3-Manevi tazminat zenginleşme aracı olmamakla beraber, bu yöndeki talep hakkındaki hüküm kurulurken olay sebebiyle duyulan acı ve elemin kısmen de olsa giderilmesi amaçlanmalı ve bu sebeple tarafların sosyal ve ekonomik durumları ile birlikte olayın meydana geliş şekli ve tarafların kusur durumu da gözönünde tutularak, 6098 sayılı B.K.’nın 56.maddesindeki (818 sayılı BK"nın 47. maddesi) özel haller dikkate alınarak, hak ve nasafet kuralları çerçevesinde bir sonuca varılmalıdır.
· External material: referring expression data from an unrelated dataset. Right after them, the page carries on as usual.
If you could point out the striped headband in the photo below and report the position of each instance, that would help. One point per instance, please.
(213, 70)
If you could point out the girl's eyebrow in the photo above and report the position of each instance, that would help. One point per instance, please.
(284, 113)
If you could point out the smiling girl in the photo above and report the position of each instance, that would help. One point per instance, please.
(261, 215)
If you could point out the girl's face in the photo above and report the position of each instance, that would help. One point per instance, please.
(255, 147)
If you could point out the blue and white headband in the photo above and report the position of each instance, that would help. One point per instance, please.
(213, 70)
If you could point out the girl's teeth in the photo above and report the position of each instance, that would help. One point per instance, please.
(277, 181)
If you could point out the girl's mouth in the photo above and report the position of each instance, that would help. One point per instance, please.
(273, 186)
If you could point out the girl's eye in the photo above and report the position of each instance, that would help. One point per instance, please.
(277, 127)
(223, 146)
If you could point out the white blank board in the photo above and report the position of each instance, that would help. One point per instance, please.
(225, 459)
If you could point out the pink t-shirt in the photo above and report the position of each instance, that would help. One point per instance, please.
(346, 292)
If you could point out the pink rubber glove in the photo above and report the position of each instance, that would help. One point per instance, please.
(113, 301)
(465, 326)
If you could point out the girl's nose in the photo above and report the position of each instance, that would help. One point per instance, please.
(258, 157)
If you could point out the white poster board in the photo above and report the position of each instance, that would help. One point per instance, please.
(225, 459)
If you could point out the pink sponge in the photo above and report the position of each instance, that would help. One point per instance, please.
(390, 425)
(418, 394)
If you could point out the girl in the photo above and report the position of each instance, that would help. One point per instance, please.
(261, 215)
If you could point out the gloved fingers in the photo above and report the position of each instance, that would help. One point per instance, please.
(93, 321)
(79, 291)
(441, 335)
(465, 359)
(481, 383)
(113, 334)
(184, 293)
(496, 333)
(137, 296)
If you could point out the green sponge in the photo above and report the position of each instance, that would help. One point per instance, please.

Zira, M.K"nın 4. maddesinde, kanunun takdir hakkı verdiği hallerde hakimin hak ve nasafete göre hükmedeceği öngörülmüştür.
Buna göre, davacı ... için takdir olunan manevi tazminatın az olduğu görülmüş ve hakkaniyete uygun şekilde manevi tazminata hükmedilmek üzere kararın bozulması gerekmiştir.
SONUÇ: Yukarıda (1) numaralı bentte açıklanan nedenlerle asıl ve birleşen davada davacı ... vekili ile birleşen davalarda davalı ... vekilinin sair temyiz itirazlarının REDDİNE, (2) numaralı bentte açıklanan nedenlerle davalı ... vekilinin, (3) numaralı bentte açıklanan nedenlerle davacı ... vekilinin temyiz itirazlarının kabulü ile hükmün BOZULMASINA, peşin alınan harcın istek halinde temyiz eden asıl ve birleşen davada davacı ..."ya geri verilmesine 03.03.2021 tarihinde oybirliğiyle karar verildi.